Expert Panel Rejects Official Account Of What Happened To 43 Murdered Mexican Students

An independent report found there was "no evidence" to support the government's claim that the students' bodies were cremated in a garbage dump.

The official account of what happened to 43 students who disappeared, and were presumed murdered, in southern Mexico last year has been challenged in a new, independent report released Sunday.

The Mexican government has contended that the students from the city of Ayotzinapa were murdered by a local drug gang in conjunction with local police and city officials. Mayor Jose Luis Abarca was charged in November with the murder of six students who were allegedly killed during a confrontation with police before the other students went missing on Sept. 26.

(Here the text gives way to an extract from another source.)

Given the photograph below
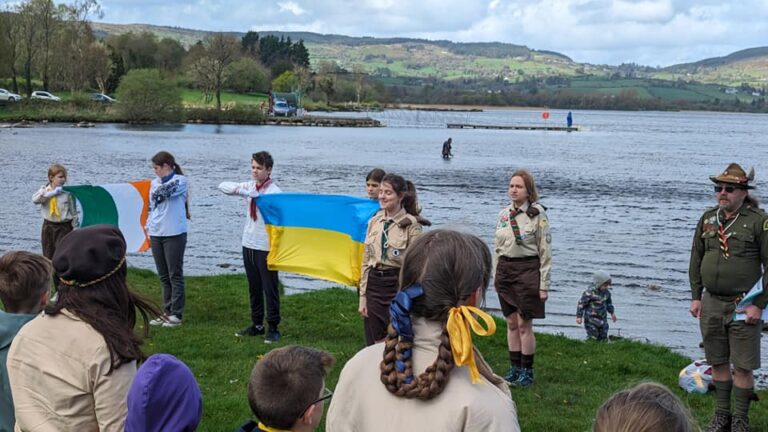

The country's attorney general said drug gang members had admitted to killing the students and officially declared them dead in January. A four-month government probe concluded that students, who had been protesting against local authorities, were rounded up by corrupt police and handed to gang members. Their bodies were said to have been incinerated in a garbage dump before being placed in plastic bags and thrown in a river. “This is the historic truth of the events, based on evidence provided for by science,” Attorney General Murillo Karam said at the time.

However, a report released Sunday by the Inter-American Commission on Human Rights (IACHR) rejected some of these key claims. “There is no evidence that supports the hypothesis based on testimony that 43 bodies were cremated in the municipal dump of Cocula on Sept. 27, 2014,” the report concluded, according to a copy seen by the Wall Street Journal.

"There is no evidence indicating the presence of a fire of the size [needed] for the cremation of even one body," Peruvian fire expert Jose Torero told reporters, according to the BBC. Torero said it would have taken gang members some 60 hours to burn all the bodies.

“It’s clear the 43 students were not burned in that place,” Francisco Cox, a Chilean lawyer, told the WSJ in an interview. “What we were able to determine through this expert witness is that it’s impossible that level of fire happened in the garbage dump in Cocula."

The IACHR report suggested that the students were unaware that the bus in which they hijacked to travel to demonstrations may have been smuggling heroin, according to the Associated Press.

"The [drug] business that moves the city of Iguala [where the attack on the bus took place] could explain such an extreme and violent reaction and the character of the massive attack," the report read.

The case of the missing 43 students outraged Mexico, drawing international attention to the deep-seated corruption and crime problems in the country.

Relatives of those killed have long accused the government of a cover-up.

Reacting on Twitter, Mexican President Enrique Peña Nieto said he had instructed officials to take into account the report's findings. "Mexico will continue to add efforts in favor of the rule of law and protection of human rights," he said.

He dado indicaciones para que las investigaciones de los trágicos sucesos de Iguala tomen en cuenta los elementos aportados por el GIEI.

México seguirá sumando esfuerzos en favor del Estado de Derecho y la protección de los Derechos Humanos.